MOIS DE SAINT JOSEPH – VIIIe JOUR

Saint Joseph, époux de Marie.

 

 JEAN LE CHARLIER, dit JEAN DE GERSON (1363-1429)

I
A quel âge saint Joseph épousa la bienheureuse Vierge Mari».
mariage de Joseph et de Marie - église Saint Joseph Angers 49
mariage de Joseph et de Marie – église Saint Joseph Angers 49

« Considérons, mon âme, les causes pourquoi Dieu voulut que Notre-Dame fût épousée par saint Joseph. Saint Jérôme dit que saint Joseph fut l’époux de la sainte Vierge pour trois raisons:

1° Afin que la généalogie de Joseph, dont Marie était la proche parente, servit aussi à démontrer l’origine de cette bienheureuse Mère de Dieu ;
2° De peur qu’elle ne fût accusée et condamnée à être lapidée selon la loi de Moïse ;
3° Pour que, dans sa fuite en Égypte, elle eût le secours et la protection d’un époux. (Comm. sur S. Matth.)
Saint Jean Damascène ajoute que Dieu voulut que saint Joseph épousât Marie pour tromper Satan, qui, connaissant les promesses primitives, observait les vierges. (De la Généalogie du Sauveur.)

«Nous verrons qu’il devait être de bon âge et parfait : 1° pour nourrir et gouverner Notre-Dame et l’enfant Jésus de son labeur, et aussi pour les mener en moult lointain pèlerinage d’Égypte, où ils furent près de sept ans, pour aller avec Jésus aux fêles solennelles, comme il apparait quand Jésus-Christ avait douze ans.

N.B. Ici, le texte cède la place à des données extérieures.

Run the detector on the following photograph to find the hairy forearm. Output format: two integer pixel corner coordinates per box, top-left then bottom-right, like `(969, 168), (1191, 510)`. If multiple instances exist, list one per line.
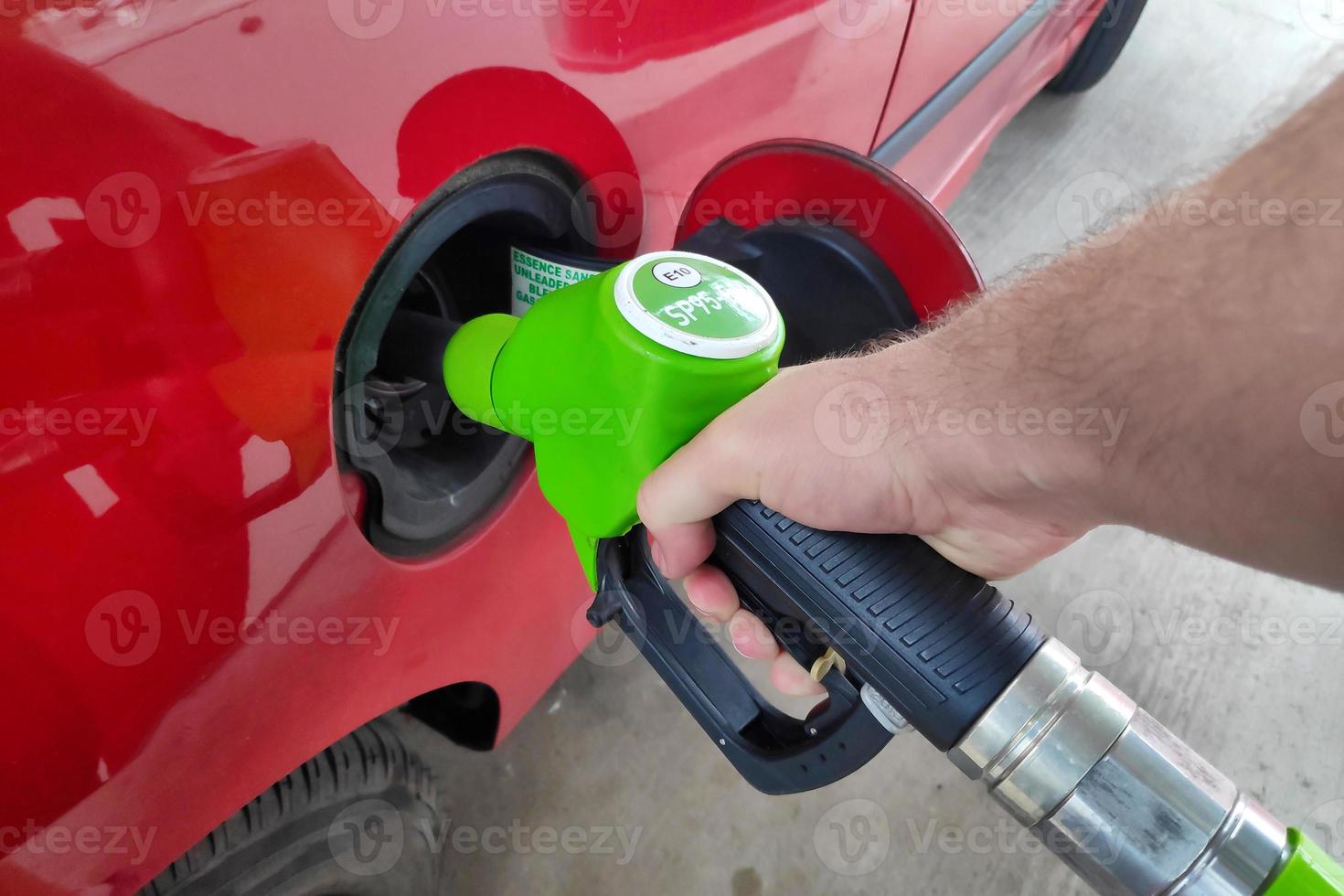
(898, 73), (1344, 586)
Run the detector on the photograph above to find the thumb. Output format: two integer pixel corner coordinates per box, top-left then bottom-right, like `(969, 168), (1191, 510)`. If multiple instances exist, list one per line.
(637, 421), (761, 579)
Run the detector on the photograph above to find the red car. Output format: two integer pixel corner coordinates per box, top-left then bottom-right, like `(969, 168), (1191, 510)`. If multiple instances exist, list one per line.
(0, 0), (1143, 896)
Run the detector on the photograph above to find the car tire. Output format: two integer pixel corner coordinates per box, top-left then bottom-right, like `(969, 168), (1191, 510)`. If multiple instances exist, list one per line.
(1046, 0), (1147, 92)
(141, 718), (443, 896)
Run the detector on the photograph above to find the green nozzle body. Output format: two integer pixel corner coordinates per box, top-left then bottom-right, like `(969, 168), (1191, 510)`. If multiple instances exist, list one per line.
(443, 252), (784, 587)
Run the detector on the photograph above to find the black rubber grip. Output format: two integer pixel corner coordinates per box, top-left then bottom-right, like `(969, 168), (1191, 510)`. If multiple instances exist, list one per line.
(714, 501), (1044, 751)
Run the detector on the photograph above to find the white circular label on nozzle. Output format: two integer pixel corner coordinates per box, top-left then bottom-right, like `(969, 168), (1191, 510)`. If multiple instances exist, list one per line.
(615, 251), (780, 358)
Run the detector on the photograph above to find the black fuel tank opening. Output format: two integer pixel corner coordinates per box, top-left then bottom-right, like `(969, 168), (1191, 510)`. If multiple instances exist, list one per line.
(677, 218), (919, 366)
(334, 153), (592, 556)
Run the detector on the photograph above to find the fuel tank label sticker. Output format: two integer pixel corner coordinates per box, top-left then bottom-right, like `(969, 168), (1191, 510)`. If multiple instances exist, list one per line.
(509, 246), (603, 317)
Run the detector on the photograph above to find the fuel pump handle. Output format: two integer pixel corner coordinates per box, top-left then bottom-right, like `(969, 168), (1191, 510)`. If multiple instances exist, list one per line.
(589, 501), (1044, 794)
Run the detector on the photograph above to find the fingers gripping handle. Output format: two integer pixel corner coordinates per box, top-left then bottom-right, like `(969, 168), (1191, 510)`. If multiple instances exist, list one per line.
(589, 501), (1044, 794)
(587, 527), (891, 794)
(714, 501), (1044, 751)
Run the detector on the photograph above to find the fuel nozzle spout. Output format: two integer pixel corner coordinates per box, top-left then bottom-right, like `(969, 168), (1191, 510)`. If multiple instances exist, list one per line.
(443, 251), (784, 587)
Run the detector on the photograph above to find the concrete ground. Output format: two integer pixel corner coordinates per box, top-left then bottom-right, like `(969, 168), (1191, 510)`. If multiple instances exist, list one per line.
(413, 0), (1344, 896)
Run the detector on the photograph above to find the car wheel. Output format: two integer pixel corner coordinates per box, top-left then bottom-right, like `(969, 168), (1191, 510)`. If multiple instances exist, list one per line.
(141, 719), (443, 896)
(1046, 0), (1147, 92)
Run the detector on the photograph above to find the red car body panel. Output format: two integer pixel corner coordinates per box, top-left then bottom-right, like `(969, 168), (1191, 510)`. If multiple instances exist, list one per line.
(0, 0), (1102, 893)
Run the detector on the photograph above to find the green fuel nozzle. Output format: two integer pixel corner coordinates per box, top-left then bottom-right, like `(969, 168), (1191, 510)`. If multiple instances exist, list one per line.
(443, 251), (784, 587)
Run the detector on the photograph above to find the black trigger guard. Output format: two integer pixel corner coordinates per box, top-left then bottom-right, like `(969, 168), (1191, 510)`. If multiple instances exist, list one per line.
(587, 527), (891, 794)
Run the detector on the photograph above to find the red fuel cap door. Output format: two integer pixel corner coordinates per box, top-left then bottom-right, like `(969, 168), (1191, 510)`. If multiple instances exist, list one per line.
(676, 140), (983, 363)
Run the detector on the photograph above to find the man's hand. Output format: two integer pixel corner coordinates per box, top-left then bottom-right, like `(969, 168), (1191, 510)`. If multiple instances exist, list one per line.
(638, 335), (1102, 695)
(638, 71), (1344, 693)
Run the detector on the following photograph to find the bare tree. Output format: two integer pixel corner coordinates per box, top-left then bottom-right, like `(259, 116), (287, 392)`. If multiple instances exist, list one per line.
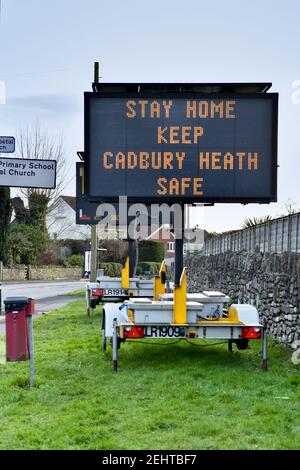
(283, 198), (299, 216)
(17, 122), (72, 209)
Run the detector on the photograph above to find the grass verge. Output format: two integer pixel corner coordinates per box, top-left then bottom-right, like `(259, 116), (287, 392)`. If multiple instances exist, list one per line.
(0, 301), (300, 450)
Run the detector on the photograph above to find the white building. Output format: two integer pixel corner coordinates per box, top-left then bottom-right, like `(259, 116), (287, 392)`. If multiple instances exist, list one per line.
(46, 196), (91, 240)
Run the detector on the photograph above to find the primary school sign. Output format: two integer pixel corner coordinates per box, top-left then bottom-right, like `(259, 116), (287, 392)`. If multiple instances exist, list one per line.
(85, 92), (278, 203)
(0, 157), (56, 189)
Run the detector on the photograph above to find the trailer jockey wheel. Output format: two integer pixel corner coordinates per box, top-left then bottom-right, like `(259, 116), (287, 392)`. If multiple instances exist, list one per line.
(235, 338), (249, 351)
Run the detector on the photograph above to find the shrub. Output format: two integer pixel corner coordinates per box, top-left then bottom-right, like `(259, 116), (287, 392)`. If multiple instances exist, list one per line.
(37, 251), (60, 266)
(139, 240), (164, 263)
(64, 255), (83, 268)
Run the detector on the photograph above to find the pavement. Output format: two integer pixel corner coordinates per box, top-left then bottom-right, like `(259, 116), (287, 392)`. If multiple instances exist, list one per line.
(0, 280), (86, 336)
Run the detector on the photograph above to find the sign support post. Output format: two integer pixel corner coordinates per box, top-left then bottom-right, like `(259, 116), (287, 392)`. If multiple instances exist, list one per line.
(88, 62), (99, 294)
(175, 204), (184, 287)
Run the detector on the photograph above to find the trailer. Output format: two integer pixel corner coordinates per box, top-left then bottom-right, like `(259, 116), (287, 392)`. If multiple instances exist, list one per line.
(102, 268), (267, 372)
(86, 257), (167, 313)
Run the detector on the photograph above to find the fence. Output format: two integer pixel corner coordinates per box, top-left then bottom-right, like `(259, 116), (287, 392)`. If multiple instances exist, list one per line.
(202, 212), (300, 255)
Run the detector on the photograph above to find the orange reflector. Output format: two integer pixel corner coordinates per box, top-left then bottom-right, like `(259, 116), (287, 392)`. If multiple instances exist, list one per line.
(124, 326), (144, 338)
(242, 326), (261, 339)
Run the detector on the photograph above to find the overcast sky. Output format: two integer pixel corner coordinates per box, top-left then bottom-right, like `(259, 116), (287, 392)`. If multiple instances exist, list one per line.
(0, 0), (300, 231)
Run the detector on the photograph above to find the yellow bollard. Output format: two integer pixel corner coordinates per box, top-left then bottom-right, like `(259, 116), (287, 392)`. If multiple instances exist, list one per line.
(173, 268), (187, 325)
(121, 256), (129, 289)
(154, 261), (167, 300)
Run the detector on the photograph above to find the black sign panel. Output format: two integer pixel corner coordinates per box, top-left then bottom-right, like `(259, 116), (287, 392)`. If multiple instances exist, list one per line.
(85, 93), (278, 203)
(76, 162), (174, 227)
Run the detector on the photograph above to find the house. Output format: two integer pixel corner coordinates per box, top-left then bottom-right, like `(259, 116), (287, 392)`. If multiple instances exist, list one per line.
(46, 196), (127, 240)
(146, 224), (175, 267)
(46, 196), (91, 240)
(147, 224), (204, 266)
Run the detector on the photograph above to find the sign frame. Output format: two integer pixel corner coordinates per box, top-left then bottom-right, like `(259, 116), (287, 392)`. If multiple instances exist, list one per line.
(0, 135), (16, 154)
(0, 157), (57, 190)
(84, 90), (279, 204)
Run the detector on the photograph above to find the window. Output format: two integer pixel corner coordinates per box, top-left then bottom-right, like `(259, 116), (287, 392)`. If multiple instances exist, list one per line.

Et auparavant il avait été présenté au Temple par saint Joseph le jour de la Purification.

Saint Joseph avait aussi mené Notre-Dame de la cité de Nazareth à Bethléem pour lesdits offices; il convenait doublement que Joseph ne fût point vieux, laid, défectueux et comme impotent au labeur, et qu’il eût plutôt besoin d’être servi que de servir; il eût été aussi plus à charge à Notre-Dame qu’à son aide ou consolation : car vieillesse est une maladie tant semble saine, laquelle dure et empire jusqu’à la fin, et rend l’homme douloureux , triste et appesanti. »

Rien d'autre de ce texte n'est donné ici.